Сработала память детства. Выплеснула из глубин сознания давние зимние уроки немецкого. Я представил далёкий Берлин, засыпанный соломенной мякиной, заснеженные копны на Унтер-ден-Линден-штрассе, а на макушках этих копёшек — весёлую возню товарища Хоннекера и его партайгеноссе. Немецкие коммунисты «бурюкаются».

Революционная борьба, борьба за какие-то идеи для них теперь была навсегда заказана. По крайней мере, в моём сознании.

А потом начались совсем странные, милые вещи. Стоило заслышать любую немецкую речь, и я узнавал в ней знакомые интонации. Нет, это была не тональность послевоенных фильмов, где гортанные немецкие команды бросали нас в неимоверный. чуть ли не генетический озноб, а потом в ярость. Нет, теперь в любой немецкой фразе — принадлежала ли она девушке с «эфдэйотлеровским» значком или седому бизнесмену — мне слышался голос Нины Александровны. И ухо ловило родные слова: мамка, хата, навести марафет…

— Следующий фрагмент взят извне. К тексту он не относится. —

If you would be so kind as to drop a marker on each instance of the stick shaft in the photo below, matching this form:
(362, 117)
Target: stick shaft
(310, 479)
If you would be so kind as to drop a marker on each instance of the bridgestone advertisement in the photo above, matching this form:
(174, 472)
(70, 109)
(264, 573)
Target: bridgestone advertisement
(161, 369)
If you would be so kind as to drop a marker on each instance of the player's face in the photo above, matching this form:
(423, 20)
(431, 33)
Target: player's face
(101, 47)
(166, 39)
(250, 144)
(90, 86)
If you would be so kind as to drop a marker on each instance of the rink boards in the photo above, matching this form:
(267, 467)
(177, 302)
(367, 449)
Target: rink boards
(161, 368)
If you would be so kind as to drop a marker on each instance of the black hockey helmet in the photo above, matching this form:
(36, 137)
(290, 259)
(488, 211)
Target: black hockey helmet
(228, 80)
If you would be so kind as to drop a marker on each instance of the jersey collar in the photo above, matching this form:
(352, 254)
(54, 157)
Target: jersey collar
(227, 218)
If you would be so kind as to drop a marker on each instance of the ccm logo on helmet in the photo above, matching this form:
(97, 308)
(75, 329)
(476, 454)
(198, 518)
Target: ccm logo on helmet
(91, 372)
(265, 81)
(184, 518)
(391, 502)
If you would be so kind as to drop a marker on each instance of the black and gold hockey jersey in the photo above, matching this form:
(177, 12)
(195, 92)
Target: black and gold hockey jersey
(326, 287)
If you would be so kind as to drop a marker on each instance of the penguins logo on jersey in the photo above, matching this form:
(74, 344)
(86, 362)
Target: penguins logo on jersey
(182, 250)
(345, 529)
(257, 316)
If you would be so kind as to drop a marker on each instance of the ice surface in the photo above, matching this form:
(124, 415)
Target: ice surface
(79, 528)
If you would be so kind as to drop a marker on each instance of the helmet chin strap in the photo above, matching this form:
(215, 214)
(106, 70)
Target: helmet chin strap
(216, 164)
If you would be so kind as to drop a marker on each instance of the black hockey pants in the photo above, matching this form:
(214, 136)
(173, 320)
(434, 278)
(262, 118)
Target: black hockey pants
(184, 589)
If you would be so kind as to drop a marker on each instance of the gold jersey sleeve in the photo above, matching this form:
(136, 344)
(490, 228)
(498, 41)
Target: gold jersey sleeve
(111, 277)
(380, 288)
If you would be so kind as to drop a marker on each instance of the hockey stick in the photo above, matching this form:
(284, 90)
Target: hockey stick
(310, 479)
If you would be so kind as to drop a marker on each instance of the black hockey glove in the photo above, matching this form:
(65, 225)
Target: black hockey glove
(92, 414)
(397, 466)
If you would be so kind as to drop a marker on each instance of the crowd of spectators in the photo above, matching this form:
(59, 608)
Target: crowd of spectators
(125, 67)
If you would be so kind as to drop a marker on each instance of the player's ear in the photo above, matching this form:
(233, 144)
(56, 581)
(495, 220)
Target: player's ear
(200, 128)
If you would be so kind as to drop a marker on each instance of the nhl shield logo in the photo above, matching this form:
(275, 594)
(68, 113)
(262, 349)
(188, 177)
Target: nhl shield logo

Языковой этот морок был так силён, что все немцы казались мне выходцами из нашей деревни. Односельчанами. Хотелось подойти и спросить, помнят ли они выгон в шершаво-белом пузырении цветка-кашки? А соломенную мякину, ту саму, которая покрывает нехитрой мозаикой рождественские сугробы — неужели не помнят? А нашу школу с ненастоящей учительницей?..

Впрочем, теперь, даже мысленно, называть Нину Александровну «ненастоящей» я не решался. Учительницей она была, как оказалось, самой настоящей.

За несколько коротких уроков, сама того, может, не осознавая, она превратила язык гитлеровских солдат в язык соседей по планете, ни в коей мере не отняв его у братьев Гримм и Щелкунчика. Она разрушила глубинное, хранимое родовой памятью недоверие между народами, рождённое последними войнами. Она, неказистая девочка-выпускница, приблизила к моему сердцу огромную чужеродную культуру, сделала восприятие этой культуры по-домашнему тёплым.

Как жаль, что Нина Александровна преподавала только немецкий. Вот бы вернуться в детство, хваткое на впечатления, и получить под её руководством хотя бы пару уроков польского, грузинского, греческого языка, выучить несколько слов на идиш, на китайском, французском, эвенкийском, марийском…

Всего лишь несколько слов: мамка, хата, выгон, навести марафет…

А больше и не надо! Этого достаточно, чтобы с любым жителем земли можно было бы вспомнить общее прошлое, представить, как золотистая соломенная пыль плавно гасит серебристые блёстки сугробов, и договориться о наведении марафета на нашей не гигантской вовсе планете.

Запах

Прогретый солнцем автобус. И вдруг запах — как от раскалённого фильмоскопа.

Сосны из 1975-го

Когда в шесть утра мама растапливала печку, живое пламя пробивалось сквозь мокрый уголь, лизало чёрные оттиски доисторических листьев на угольных плитках.

Огонь всё сильнее бился за чугунной дверцей, вскоре его силы хватало, чтобы даже через вентиляционные соты в чугунной печной дверце освещать избу.

Отблески огня проникали в застуженную переднюю, пытались лизать морозные узоры на окне, такие же чёткие, как на угольных сколах, только серебристо-голубые.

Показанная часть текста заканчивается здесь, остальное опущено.